Schematic of the terminal field organization in the NST in control (Control; left column) mice and αENaC knock-out (KO; right column) mice for the dorsal, intermediate, and ventral zones. For comparisons, the total volume of terminal field of the far dorsal and dorsal zones were summed and are represented here as the “dorsal zone.” The size of the terminal fields was calculated relative to the terminal field volume for the IX nerve in the control mouse (hatched green oval in dorsal zone; area = 1.0). The color of individual nerves and of their overlaps are shown in the color wheel, and the orientation of the ovals are shown as they appear in horizontal sections. R, Rostral; L, lateral.

Figure 7.

A–J, Coronal sections through the dorsal/caudal NST showing the IX nerve terminal field (green; A, B), CT nerve terminal field (blue; C, D), GSP nerve terminal field (red; E, F), and merged (G, H) terminal fields, and the terminal fields in the right hemifield of medulla captured with transmitted light (I, J) in control (Control; A, C, E, G, I) and αENaC knock-out (KO; B, D, F, H, J) mice. The orientation of the sections is shown in G. D, Dorsal; L, lateral. The color bar for the merged images in shown in H. Scale bars: A, 200 μm; J, 500 μm.

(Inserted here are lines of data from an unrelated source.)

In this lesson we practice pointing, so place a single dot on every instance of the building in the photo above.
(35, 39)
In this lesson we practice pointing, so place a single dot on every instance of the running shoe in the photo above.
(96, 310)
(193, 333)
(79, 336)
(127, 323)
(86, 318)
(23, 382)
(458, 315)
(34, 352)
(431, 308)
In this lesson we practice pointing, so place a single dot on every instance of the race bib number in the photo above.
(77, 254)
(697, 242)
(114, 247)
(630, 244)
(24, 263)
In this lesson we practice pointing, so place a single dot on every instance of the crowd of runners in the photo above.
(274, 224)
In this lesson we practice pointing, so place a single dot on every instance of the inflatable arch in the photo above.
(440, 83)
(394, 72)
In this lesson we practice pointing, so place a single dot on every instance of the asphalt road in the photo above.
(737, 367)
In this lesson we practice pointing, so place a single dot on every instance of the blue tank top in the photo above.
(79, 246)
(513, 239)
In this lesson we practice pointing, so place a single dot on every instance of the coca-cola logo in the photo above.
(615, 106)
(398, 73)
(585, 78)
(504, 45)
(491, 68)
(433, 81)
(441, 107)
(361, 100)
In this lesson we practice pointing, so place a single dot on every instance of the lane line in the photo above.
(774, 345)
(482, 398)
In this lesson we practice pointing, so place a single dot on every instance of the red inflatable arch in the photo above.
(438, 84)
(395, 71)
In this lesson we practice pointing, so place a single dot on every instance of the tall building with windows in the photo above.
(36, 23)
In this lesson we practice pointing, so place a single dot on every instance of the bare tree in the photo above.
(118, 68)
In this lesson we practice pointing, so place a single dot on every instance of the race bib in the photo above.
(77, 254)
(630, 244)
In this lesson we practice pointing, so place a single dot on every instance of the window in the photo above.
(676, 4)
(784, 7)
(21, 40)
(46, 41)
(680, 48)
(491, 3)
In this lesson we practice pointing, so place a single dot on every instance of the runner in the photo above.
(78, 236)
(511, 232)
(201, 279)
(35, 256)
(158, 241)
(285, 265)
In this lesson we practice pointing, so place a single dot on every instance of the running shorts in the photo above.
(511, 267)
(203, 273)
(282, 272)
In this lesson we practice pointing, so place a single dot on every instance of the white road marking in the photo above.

The black lines shown in I and J demarcate the NST (thicker lines) and structures within the NST (thinner lines). 4V, Fourth ventricle; 12, hypoglossal nuclei; 10, dorsal motor nucleus of the vagus; Cu, cuneate nucleus; ECu, external cuneate nucleus; Sol, solitary tract; SolIM, solitary tract nucleus, intermediate; SolDL, solitary tract, dorsolateral. Black, straight lines in I and J point to the relevant structure in the NST.